"Price Signals in Higher Education"
Catherine Rampbell reports on a new study of what makes colleges appealing:
Traditional economics would suggest that raising the price of an item (such as a college education) would reduce demand for it. But instead this study found that raising tuition — as well as instructional expenditures — actually improves the demand to attend liberal arts schools and schools in the bottom half of the top 50. For example, for liberal arts colleges ranked 26th to 50th, a $1,000 increase in tuition and fees was associated with a 12.9-point increase in SAT scores and a 3.5 percent increase in the proportion of top freshmen admitted.
This is because such costs “serve as markers of institutional quality and prestige,” the authors write.
Ryan Avent offers the slightly different hypothesis that “education at a pricey institution could be a Veblen good, such that an increase in tuition makes the school more desirable as a status symbol.”
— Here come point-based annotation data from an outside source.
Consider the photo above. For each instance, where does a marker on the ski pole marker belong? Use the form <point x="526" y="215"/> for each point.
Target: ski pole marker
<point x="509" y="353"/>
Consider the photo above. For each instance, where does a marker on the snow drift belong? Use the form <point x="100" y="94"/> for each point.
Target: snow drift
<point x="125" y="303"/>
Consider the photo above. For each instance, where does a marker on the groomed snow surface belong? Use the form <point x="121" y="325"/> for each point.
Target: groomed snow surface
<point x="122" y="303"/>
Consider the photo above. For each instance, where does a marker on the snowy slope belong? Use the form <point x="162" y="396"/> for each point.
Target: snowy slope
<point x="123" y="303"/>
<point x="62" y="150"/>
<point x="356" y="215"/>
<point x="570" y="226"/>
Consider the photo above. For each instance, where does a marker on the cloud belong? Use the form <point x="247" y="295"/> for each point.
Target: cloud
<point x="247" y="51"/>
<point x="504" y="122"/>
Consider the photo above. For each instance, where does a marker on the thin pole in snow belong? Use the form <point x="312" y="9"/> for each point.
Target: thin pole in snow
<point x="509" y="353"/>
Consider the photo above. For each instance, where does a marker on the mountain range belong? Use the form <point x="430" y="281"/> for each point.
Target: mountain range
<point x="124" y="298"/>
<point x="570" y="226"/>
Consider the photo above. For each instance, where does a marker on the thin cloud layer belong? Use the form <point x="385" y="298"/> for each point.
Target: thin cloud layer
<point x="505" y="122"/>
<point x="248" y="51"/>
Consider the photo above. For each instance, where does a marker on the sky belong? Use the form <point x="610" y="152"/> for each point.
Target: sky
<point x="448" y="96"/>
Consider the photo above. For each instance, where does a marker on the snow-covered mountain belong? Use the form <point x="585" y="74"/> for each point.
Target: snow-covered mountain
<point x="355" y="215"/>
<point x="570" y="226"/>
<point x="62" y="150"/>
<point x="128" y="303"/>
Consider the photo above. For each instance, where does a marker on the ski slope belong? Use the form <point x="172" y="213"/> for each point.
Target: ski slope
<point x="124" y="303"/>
The underlying issue, either way, is that there’s very little in the way of reliable information about the quality of undergraduate education in the United States. Our major schools get to select which students they admit, which means that when you’re looking at data about the achievement of graduates it’s hard to know if you’re looking at quality education or just quality inputs. We know that it’s much harder to get into The University of Texas at Austin than the University of Texas at El Paso, so the mere fact that graduates of the flagship campus do better doesn’t tell us much of anything about the quality of instruction. Consequently, “signals” and prestige wind up being hugely important. This, in turn, is an important driver of ever-higher-tuition. There’s basically no numerator of school quality that would allow school administrators to demonstrate that they’re providing more efficient education than their rivals. Consequently, there’s little incentive to pursue efficiency as a goal.